According to Hendrick and Kleiner (2002), “Macroergonomics is a perspective, a methodology, and a recognized sub-discipline of ergonomics/human factors” (p.3). This essentially involves the application of human system interface technologies through the inclusion of human, social, and technical aspects of in the fulfilment of ergonomic factors. “The overall goal of the discipline is to improve the human condition, including health, safety, comfort, productivity, and quality of life” (Hendrick & Kleiner, 2002).
Macroergonomics entails a study of several interfaces in enhancing significant human interaction levels. These entail human-machine interface, human-environment interface, human-job interface, and human-organization interface (Hendrick & Kleiner, 2002). In addressing these various key components of the various interfaces, there is need to develop specific technologies in a bid to address the arising contextual issues. In essence, these are elements that affect the successful implementation of the work system design.
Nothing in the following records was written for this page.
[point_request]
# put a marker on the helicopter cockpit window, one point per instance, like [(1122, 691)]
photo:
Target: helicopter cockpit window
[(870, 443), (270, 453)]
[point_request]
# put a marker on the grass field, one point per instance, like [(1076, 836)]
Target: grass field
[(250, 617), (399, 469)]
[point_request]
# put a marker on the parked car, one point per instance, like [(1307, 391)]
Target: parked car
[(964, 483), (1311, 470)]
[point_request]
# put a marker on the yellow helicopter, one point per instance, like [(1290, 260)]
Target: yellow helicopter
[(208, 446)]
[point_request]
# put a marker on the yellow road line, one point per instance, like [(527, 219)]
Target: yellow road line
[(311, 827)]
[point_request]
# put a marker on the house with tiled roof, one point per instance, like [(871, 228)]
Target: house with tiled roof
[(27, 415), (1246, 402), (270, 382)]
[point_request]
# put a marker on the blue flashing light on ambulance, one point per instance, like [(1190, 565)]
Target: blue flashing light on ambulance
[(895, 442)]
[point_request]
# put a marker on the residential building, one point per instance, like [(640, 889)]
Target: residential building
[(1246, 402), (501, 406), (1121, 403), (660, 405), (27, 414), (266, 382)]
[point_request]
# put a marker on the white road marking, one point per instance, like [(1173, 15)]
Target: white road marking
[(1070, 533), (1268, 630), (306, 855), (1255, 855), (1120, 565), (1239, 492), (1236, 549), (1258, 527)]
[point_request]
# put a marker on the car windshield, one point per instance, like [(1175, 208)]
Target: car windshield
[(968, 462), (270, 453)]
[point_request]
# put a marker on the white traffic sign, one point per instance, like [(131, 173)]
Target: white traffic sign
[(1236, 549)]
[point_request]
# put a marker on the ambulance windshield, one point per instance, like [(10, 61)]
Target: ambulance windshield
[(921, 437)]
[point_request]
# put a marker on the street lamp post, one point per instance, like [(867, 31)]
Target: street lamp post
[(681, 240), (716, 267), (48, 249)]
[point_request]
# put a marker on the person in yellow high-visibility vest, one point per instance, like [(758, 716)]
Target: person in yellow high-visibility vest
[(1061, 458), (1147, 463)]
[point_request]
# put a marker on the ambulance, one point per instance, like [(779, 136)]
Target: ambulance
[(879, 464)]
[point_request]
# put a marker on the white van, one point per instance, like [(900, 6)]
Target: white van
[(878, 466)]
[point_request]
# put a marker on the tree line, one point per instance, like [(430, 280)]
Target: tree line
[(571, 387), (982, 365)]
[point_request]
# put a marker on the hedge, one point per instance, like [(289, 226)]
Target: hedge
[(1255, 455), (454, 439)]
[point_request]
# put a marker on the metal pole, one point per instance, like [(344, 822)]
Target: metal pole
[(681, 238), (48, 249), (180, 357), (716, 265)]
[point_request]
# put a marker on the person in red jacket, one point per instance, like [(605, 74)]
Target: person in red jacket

The implementation of macroergonomics usually involves the pursuance of several feasible mechanisms, which include top down approach, bottom-up approach, and middle out analysis inclusive of an evaluation mechanism (Hendrick & Kleiner, 2002). These entail the key implementation concepts that have essentially been put to application on a wide scale in various human drive systems. The aim s to enhance operation standards through the establishment of application objectives, relevant stakeholder involvement, proper scientific assessment of the processes, and application of chosen technology options in various human interfaces. For instance, during scientific assessment of various human interface processes to establish some of the emerging gaps, this would involve a study of the various human body dimensions in order to affirm aspects of proportionality and operational ability. In certain experimental study carried out to establish the respective human interface capabilities, stratified sampling mechanism was used to collect random samples from 40 female and 40 male subjects (Kumar, 1998). The respective body dimensions being measured consisted of stature, body depth, elbow height, slump body weight, thigh clearance, and reach distance among other variables body structures. Regression models were used to generate the much needed statistical analytical data. Results for estimation of reach distances came out with various points for analysis. At the end of the research it was established that, “It is possible to estimate the maximum work area, and 3-D workspace volumes from only six human body dimensions with a high degree of accuracy” (Kumar, 1998).
Moreover, the fact that macroergonomics entails a component of occupational health and safety; it therefore fundamentally focuses upon the prevention of occurrencee of occupationally related accidents through application of proper technological solution and design of the work system in focus. This takes into account the application of ergonomic factors of mechanical stress, force, position, and frequency (Kumar, 1998). In an experimental study to reduce the probability of occurrence of ergonomics related workplace injuries in a manufacturing industry, the following criterion was used: damaging wrist motions (max. Allowable 1000 per hour), pinch grip force (max. Allowable 8 pounds), power grip force (max. Allowable 25 pounds), push force (max allowable 24 pounds); pull force (max. Allowable 18 pounds), static force exertion (max. Allowable 60 seconds), extreme positions (max. 0 per cycle), and mechanical stress-max. Allowable 0 per cycle (Kumar, 1998). The results derived were used to generate workable solutions in pursuance of macroergonomic principles. This took into account the ergonomic risk factors and the respective work cycles in order to eliminate them. After implementation of desired changes, a different assessment was carried out to establish changes that had occurred.
The propose solutions involved things like training operators on proper adjustment, configuration of shelves to suit required heights, and angling shelves among others (Kumar 1998). These represent some of the applicability measures pursued following the respective concepts and principles of macroergonomics earlier mentioned.